The second is around making products look realistic in real time. Chippindale says the technology is not quite there yet – there is latency and judderiness as a result of inadequate processors i smartphones, but it’s getting better, and will eventually be resolved.

The third is about creating a proper 3D model that actually looks like the user is wearing a piece of jewellery. The crux of the problem is that digital 3D models have to built by a programmer, a time-consuming and expensive process. “It’s what we call pipeline,” he says, “which is the ability to get hundreds of products into an application. This is quite tough at the moment. Topshop recently talked to us about whether they could use AR to drive their fashion profile, but they are changing products every six weeks – they have around 7,500 new products every three months. If each of those have to be done by hand then a £5 t-shirt could cost several thousands of pounds to put into an AR engine.”
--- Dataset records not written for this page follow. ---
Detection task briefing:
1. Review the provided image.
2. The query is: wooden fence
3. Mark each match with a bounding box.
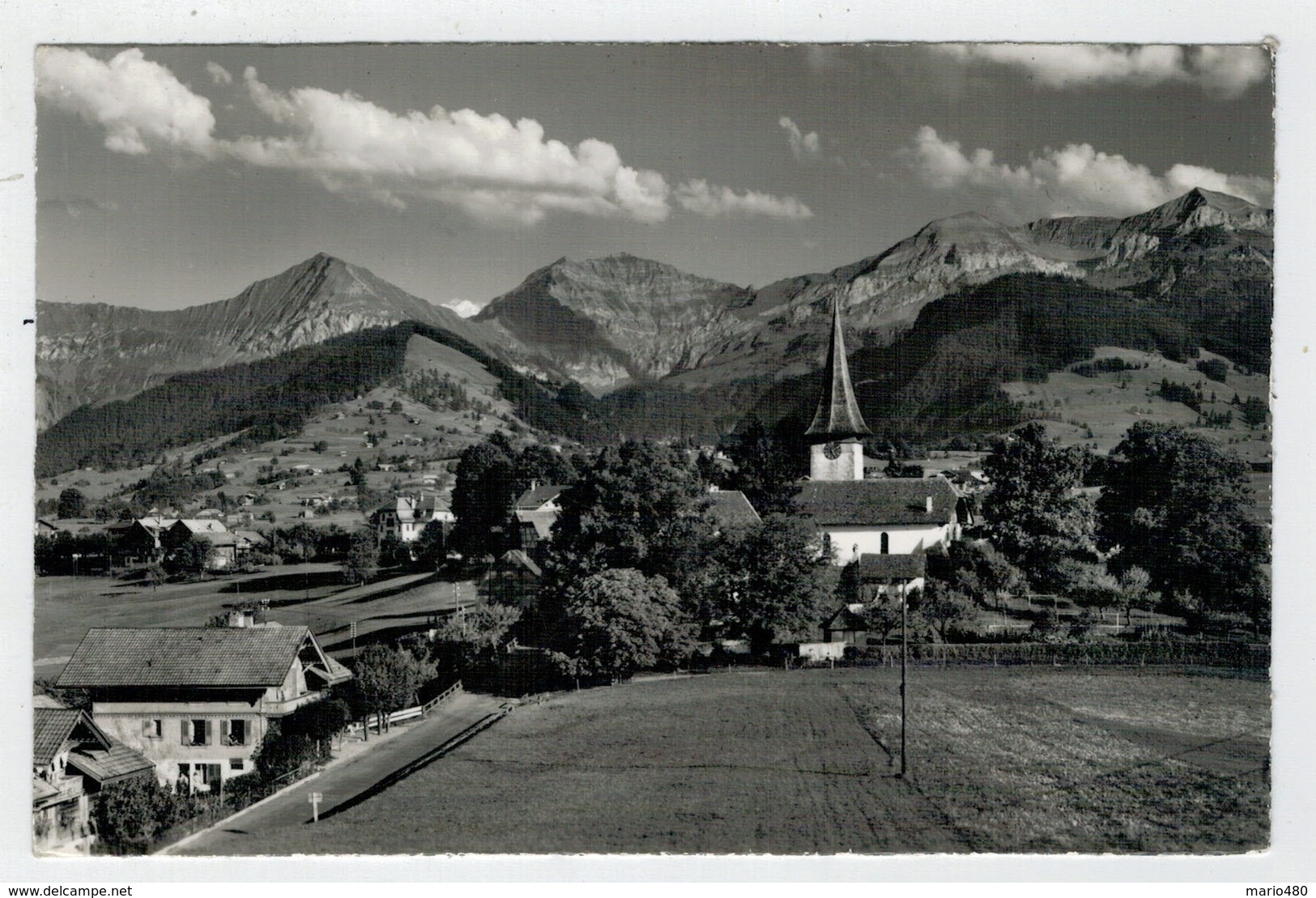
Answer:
[347,679,462,734]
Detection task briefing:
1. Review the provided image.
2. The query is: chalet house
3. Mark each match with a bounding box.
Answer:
[370,495,457,543]
[58,624,351,791]
[704,490,764,532]
[484,549,543,608]
[795,300,962,565]
[32,696,155,854]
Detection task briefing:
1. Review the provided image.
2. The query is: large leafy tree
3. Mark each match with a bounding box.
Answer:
[558,568,693,681]
[453,433,520,555]
[722,417,809,513]
[983,421,1097,589]
[351,644,434,720]
[701,513,833,652]
[1097,421,1270,625]
[549,441,712,589]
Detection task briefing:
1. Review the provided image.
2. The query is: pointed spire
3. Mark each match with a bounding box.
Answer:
[804,294,872,442]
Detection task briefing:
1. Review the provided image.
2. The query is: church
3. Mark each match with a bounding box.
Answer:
[796,297,960,568]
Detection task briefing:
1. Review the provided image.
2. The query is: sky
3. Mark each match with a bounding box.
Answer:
[36,44,1276,309]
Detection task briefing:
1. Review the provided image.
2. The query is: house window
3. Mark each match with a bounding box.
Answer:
[219,717,246,745]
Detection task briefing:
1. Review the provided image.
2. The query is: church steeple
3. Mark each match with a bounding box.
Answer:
[804,294,872,442]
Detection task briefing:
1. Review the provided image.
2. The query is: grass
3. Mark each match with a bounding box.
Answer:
[33,564,475,661]
[232,667,1270,854]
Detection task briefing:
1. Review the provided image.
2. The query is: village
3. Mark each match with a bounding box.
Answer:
[33,295,1269,854]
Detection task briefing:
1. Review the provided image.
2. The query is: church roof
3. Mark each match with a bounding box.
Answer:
[795,477,960,526]
[804,295,872,442]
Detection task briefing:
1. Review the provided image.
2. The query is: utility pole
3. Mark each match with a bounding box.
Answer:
[901,583,909,780]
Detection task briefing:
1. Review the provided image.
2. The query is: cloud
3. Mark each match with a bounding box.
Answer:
[676,178,813,219]
[777,116,823,162]
[37,48,215,157]
[37,48,808,225]
[37,196,118,219]
[440,299,483,319]
[932,44,1271,99]
[899,125,1272,219]
[206,62,233,87]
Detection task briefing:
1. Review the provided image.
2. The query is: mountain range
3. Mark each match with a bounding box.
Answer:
[37,189,1274,461]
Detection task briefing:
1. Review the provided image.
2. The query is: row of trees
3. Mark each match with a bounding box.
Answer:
[983,421,1270,628]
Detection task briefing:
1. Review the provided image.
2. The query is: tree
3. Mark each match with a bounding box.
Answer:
[1058,558,1120,618]
[918,579,977,643]
[1120,568,1156,627]
[343,530,379,583]
[558,568,695,682]
[547,441,713,589]
[1097,421,1270,627]
[55,486,87,517]
[430,602,522,670]
[164,534,215,577]
[453,433,522,555]
[351,643,434,727]
[701,513,832,653]
[983,421,1097,589]
[93,774,190,853]
[1242,396,1269,429]
[863,601,901,643]
[722,417,808,513]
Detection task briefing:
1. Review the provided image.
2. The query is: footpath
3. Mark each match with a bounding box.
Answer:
[156,692,507,856]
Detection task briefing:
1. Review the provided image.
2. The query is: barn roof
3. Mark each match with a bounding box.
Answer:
[58,627,312,686]
[32,709,111,764]
[69,738,155,786]
[705,490,760,526]
[514,483,567,511]
[795,477,958,526]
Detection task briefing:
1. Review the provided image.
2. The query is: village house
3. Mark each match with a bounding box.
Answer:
[370,495,457,543]
[32,696,155,854]
[58,614,351,791]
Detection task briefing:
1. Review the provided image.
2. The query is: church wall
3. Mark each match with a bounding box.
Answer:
[823,524,958,565]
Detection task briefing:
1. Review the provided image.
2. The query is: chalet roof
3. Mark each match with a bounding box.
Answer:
[32,709,111,764]
[513,483,567,511]
[513,509,558,540]
[859,553,928,583]
[795,477,958,526]
[823,603,869,632]
[69,738,155,786]
[171,517,229,536]
[58,627,312,686]
[705,490,762,526]
[499,549,543,577]
[804,294,872,442]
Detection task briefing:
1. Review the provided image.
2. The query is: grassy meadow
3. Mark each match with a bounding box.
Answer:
[228,667,1270,854]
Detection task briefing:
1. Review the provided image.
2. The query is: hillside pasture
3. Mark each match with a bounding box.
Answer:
[1002,347,1271,462]
[232,666,1270,854]
[33,564,476,675]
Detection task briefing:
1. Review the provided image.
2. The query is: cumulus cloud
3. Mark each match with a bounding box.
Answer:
[777,116,823,162]
[37,196,118,219]
[440,299,483,319]
[932,44,1270,97]
[206,62,233,87]
[901,125,1271,219]
[37,48,816,225]
[676,178,813,219]
[37,48,215,155]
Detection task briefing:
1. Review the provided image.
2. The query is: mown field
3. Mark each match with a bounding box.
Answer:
[242,667,1270,854]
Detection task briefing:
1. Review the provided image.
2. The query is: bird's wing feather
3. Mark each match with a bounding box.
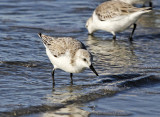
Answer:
[39,34,86,57]
[95,1,141,21]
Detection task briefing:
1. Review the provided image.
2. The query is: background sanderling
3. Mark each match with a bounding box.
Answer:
[86,1,151,40]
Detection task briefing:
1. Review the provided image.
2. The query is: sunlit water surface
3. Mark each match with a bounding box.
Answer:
[0,0,160,117]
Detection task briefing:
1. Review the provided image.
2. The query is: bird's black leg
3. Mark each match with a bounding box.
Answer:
[70,73,73,84]
[113,35,116,40]
[129,24,137,41]
[52,69,55,87]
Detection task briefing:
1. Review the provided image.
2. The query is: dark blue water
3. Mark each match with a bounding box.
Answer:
[0,0,160,117]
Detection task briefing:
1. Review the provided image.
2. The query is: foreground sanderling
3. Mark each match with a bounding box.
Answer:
[115,0,152,7]
[86,1,151,39]
[38,33,98,85]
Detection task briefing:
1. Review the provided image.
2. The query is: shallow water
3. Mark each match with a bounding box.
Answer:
[0,0,160,117]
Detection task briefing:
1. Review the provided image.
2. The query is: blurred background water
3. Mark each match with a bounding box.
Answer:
[0,0,160,117]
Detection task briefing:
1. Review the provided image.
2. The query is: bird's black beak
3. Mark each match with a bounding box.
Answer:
[89,64,99,76]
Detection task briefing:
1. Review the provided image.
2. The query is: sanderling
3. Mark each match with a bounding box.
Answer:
[86,1,151,40]
[114,0,152,7]
[38,33,98,85]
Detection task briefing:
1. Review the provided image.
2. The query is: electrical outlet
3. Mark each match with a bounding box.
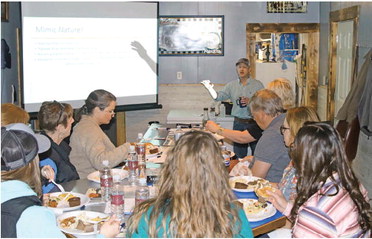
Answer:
[177,71,182,80]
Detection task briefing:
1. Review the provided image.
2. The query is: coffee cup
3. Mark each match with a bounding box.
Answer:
[236,96,247,108]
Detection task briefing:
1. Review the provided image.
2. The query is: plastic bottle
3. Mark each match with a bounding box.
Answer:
[135,178,150,206]
[174,125,183,141]
[111,175,124,220]
[220,104,226,117]
[202,108,209,129]
[128,145,138,185]
[100,160,112,202]
[209,107,216,122]
[136,133,146,178]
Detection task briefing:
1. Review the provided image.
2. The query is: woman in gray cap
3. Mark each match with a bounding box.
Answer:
[1,123,119,238]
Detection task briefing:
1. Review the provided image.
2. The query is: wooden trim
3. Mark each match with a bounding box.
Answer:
[16,27,23,107]
[116,112,127,146]
[246,23,319,33]
[329,5,360,22]
[327,5,360,123]
[246,23,319,109]
[159,83,225,86]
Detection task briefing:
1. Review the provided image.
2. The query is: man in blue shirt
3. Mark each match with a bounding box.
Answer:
[202,58,264,158]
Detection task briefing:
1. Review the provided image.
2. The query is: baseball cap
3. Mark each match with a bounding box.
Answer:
[1,123,50,171]
[235,58,250,67]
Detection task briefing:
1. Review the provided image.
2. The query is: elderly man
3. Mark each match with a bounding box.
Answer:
[202,58,264,158]
[213,89,290,182]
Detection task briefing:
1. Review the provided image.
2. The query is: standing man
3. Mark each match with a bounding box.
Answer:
[201,58,264,158]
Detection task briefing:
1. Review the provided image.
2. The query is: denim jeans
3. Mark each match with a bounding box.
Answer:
[233,120,257,158]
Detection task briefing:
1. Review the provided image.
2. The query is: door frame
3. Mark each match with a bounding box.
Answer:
[327,6,360,123]
[246,23,319,109]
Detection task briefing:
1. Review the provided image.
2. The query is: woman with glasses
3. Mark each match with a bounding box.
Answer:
[269,122,372,238]
[278,106,319,200]
[38,101,79,191]
[70,90,130,178]
[1,103,57,193]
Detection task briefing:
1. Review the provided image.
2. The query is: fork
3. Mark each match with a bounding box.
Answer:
[50,179,65,193]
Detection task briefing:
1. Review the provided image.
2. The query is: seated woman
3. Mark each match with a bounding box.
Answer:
[127,131,253,237]
[70,90,130,178]
[1,103,57,193]
[1,123,119,238]
[269,123,372,238]
[38,101,79,183]
[278,106,319,200]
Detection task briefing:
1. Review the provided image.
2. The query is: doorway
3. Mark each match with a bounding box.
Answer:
[246,23,319,109]
[327,6,359,123]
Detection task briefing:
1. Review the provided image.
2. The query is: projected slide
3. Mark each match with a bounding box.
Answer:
[22,2,157,112]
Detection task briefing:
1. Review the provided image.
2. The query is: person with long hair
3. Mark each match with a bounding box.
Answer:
[266,78,295,110]
[70,90,130,178]
[1,103,57,193]
[278,106,319,200]
[127,131,253,238]
[269,122,372,238]
[38,101,79,187]
[1,123,119,238]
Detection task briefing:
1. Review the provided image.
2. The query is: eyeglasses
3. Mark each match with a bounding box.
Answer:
[52,100,65,124]
[280,125,289,135]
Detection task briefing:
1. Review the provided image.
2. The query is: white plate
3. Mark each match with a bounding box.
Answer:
[229,176,269,192]
[238,199,276,222]
[87,168,129,183]
[49,192,90,211]
[57,210,108,237]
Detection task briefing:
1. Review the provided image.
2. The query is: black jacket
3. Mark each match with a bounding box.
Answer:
[39,132,79,183]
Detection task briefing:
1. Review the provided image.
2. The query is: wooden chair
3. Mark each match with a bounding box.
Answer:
[336,117,360,161]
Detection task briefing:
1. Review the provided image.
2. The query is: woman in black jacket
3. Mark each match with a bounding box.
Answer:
[38,101,79,187]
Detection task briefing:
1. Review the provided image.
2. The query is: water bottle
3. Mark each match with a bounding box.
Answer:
[100,160,112,202]
[136,133,146,177]
[128,145,138,185]
[220,145,230,167]
[135,178,150,206]
[111,175,124,221]
[220,104,226,117]
[174,125,183,141]
[202,108,209,129]
[210,107,216,122]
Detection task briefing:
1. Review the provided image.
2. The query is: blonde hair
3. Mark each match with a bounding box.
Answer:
[249,89,284,117]
[38,101,74,133]
[1,103,30,126]
[267,78,295,110]
[285,106,319,146]
[128,131,241,238]
[1,155,42,197]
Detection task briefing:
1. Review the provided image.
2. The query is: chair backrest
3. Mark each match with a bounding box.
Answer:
[336,117,360,161]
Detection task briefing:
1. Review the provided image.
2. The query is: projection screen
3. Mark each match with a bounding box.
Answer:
[21,2,158,112]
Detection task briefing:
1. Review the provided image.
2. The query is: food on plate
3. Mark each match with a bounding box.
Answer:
[67,197,81,207]
[86,188,101,198]
[59,213,105,232]
[47,193,81,207]
[243,200,268,215]
[234,182,248,189]
[230,176,270,191]
[255,186,276,199]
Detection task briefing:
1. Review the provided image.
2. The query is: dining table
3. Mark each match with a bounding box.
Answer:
[58,124,286,237]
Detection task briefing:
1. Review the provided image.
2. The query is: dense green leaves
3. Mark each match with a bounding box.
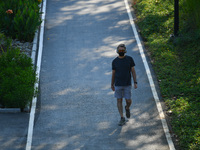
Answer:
[0,48,36,108]
[0,0,41,41]
[133,0,200,150]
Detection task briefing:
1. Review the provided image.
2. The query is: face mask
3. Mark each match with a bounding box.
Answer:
[119,52,124,56]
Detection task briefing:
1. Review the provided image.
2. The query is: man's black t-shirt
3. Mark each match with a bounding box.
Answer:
[112,55,135,86]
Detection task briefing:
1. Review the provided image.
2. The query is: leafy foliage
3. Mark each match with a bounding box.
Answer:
[0,0,41,41]
[133,0,200,150]
[0,48,36,109]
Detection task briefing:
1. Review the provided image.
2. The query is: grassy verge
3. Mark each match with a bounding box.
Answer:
[133,0,200,150]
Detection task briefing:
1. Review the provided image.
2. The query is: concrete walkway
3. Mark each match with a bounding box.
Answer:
[0,0,172,150]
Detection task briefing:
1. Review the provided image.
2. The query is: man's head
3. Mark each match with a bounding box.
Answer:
[117,44,126,56]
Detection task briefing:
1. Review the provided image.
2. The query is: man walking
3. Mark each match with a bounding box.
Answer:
[111,44,137,126]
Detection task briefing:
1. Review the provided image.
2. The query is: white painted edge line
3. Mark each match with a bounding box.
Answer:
[124,0,175,150]
[26,0,46,150]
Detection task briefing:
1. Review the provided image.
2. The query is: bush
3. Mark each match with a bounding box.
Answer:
[0,0,41,41]
[0,48,36,109]
[133,0,200,150]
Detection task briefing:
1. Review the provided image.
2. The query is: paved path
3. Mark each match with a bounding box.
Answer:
[32,0,169,150]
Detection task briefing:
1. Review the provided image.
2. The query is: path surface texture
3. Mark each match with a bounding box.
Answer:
[31,0,169,150]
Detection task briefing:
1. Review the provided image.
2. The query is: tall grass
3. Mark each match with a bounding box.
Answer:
[180,0,200,29]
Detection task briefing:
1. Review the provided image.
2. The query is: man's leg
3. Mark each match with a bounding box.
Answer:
[125,99,132,118]
[117,98,124,117]
[126,99,132,109]
[117,98,126,126]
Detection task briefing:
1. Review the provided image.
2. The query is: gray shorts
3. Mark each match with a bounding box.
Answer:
[115,85,132,99]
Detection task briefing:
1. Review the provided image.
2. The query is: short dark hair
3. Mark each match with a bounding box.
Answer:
[117,44,126,53]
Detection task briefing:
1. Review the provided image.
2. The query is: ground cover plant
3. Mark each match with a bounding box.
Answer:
[0,34,36,110]
[0,0,41,42]
[133,0,200,150]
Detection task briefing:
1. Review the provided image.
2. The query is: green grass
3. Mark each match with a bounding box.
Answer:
[133,0,200,150]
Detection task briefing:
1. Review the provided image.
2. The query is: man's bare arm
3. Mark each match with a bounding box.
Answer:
[111,70,115,91]
[131,67,137,89]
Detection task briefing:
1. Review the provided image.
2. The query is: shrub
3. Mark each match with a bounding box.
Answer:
[0,0,41,41]
[0,48,36,109]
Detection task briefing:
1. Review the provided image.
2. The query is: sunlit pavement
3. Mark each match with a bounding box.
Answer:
[32,0,169,150]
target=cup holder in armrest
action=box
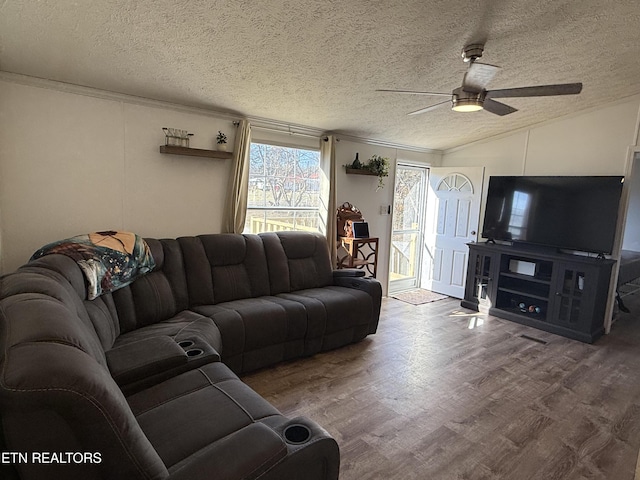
[176,336,220,363]
[185,348,204,358]
[283,423,311,445]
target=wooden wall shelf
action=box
[347,167,377,177]
[160,145,233,159]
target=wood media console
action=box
[461,243,616,343]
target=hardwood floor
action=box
[243,294,640,480]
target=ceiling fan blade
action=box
[407,95,451,115]
[376,89,451,97]
[483,98,518,117]
[462,62,500,92]
[487,83,582,98]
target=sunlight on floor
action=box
[468,317,484,330]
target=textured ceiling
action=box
[0,0,640,149]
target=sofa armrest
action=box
[333,268,365,279]
[169,423,287,480]
[333,277,382,333]
[106,335,189,385]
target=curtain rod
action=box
[245,122,337,142]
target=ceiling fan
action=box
[376,43,582,116]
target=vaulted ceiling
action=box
[0,0,640,150]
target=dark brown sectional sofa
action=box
[0,232,381,480]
Chippindale says a lot of the internal conversations at his firm agree the future of AR is to master personalisation. “It is do with having a retail app understand the customer as an individual and change the product and services that they see when using it. It’s a bit like how Amazon recommends items that you might like. When you go onto your homepage on Amazon it starts to show you things that you want. But the future is about having that app start to have an understanding of your behaviour and begin curating a selection of products that you can then try on straight away using augmented reality.”

Holition’s company ethos is to build a strong relationship between a brand and the customer. Chippindale says: “A lot of what we are trying to do is build a strong connection and AR can be a really great way of doing that. I have seen customers trying on watches for Tissot, using its watch AR app, just standing there with their eyes wide open and being really impressed.”

Sam Rutley, managing director of PushON, says technology has been one of the main driving forces behind the transformation of retail over the past few years. “Technology is the future and retailers can’t afford to ignore the changes that are happening within the sector, particularly when consumers themselves have clocked on to the benefits of investing in it.”